In Sheltered 2 you control an emerging shelter-dwelling faction of survivors in a post-apocalyptic wasteland. Much like The Sims, each of your survivors has needs that must be fulfilled: food, water, hygiene, etc. You can either let your faction members deal with their needs themselves, dropping whatever tasks you’ve given them to go and get a drink or use the bathroom when they need to. Or, if you want them to only indulge their needs when you say so, you can go into a menu and turn off their free will, a piece of technology Jess Bezos is undoubtedly working on implanting into his warehouse workers as we speak.
However, unlike The Sims, where you can place a shower to deal with an infinite number of ablutions, everything is a lot more difficult to build and maintain in the resource-scarce wasteland of Sheltered 2. Loosely speaking, this is where the game borrows from Fallout Shelter, where you can expand your factions shelter by building rooms and populate those rooms with the vital pieces of equipment needed for survival. After all, a survivor is going to struggle to empty their hygiene meter without a shower and some of those little soaps from a fancy hotel. They’ll need food to empty their hunger meter but what happens when the vault runs out? They could build a snare to catch rabbits but what are they going to make that out of? You’ll need resources to build and repair the stuff your survivors need to continue being survivors. This is where you’ll need to leave the relative comfort of the underground shelter and go on expeditions to raid (hopefully) abandoned locations for resources.

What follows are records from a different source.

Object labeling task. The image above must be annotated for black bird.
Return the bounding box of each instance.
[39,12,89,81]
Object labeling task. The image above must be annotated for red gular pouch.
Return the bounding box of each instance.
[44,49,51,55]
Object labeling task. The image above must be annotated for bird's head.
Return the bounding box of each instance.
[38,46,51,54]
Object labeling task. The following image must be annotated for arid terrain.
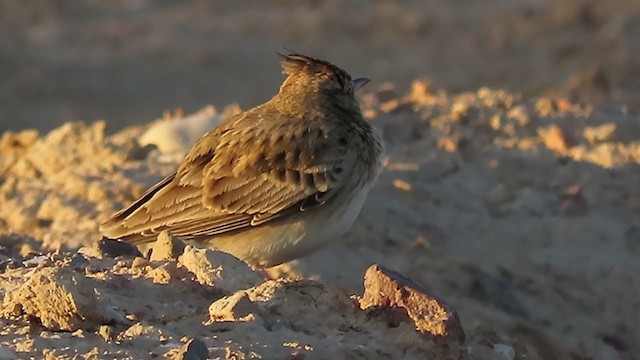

To set up an expedition you need to choose who you’re going to send, what they’re going to take and where they’re going to go on a hex-like map. There’s a risk-reward system here. You can send your whole faction but then there’s nobody around to defend the shelter against attackers, the place will slowly degrade without people to maintain it and, when your away team returns, everyone will need to fulfil all of their needs all at once. But the benefit of sending more people is a greater amount of inventory space to bring resources back to base and more hands/knives/bees available to fight off any violent locals you might run into. I found the best early-game tactic was to send out Matthew, the most expendable member of my faction, with a very specific shopping list of resources to bring back and minimal survival rations in case he did get jumped by overwhelming combatants.
There are a range of likely looking combatants roaming the wasteland but a significant portion of those potential opponents are made up of other factions. However, you don’t have to be enemies with those factions. Much like the Civilisation games, once you’ve encountered another faction by bumping into one of their expeditions in the wild, you can talk with them via the shelter’s radio. Those relations can become unfriendly very quickly but if you manage to keep them on-side by trading resources and building your trust with them by completing loyalty missions, you can build up some strong allegiances with the groups with whom you’re sharing the wasteland. Alternatively, you can send Matthew into their main base and attack the faction leaders armed only with brass knuckles and a plucky disposition. This isn’t advisable.
As for the combat, I won’t go into too much detail here as I tried to avoid it and be as peaceful as possible (attempted assassination aside) and I wouldn’t say the combat system is a main thrust of the game. That said, it is more than competent. The combat is turn-based and you have several options for what to do on your turn depending on your equipped weapons, your character’s skills and your available stamina. Your odds will be significantly increased with a larger party, just by virtue of having more turns per enemy turn. There isn’t anything particularly groundbreaking here but what’s there is challenging, fun and solidly put together.
As much as there are a lot of similarities in mechanics to other games, Sheltered 2 brings them together in a way that is more than the sum of its parts. There’s a complex collection of game mechanics on offer here, bridging base-building, survival and exploration in a way that each mechanic complements the others like a wine pairing with a boeuf bourguignon. There is a comfortable sense of familiarity in Sheltered 2 which it manages without throwing away the crucial factors of novelty and intrigue. Now, if you’ll excuse me I have some tense relations with a faction to repair while arranging a funeral for Matthew. Well, what’s left of him.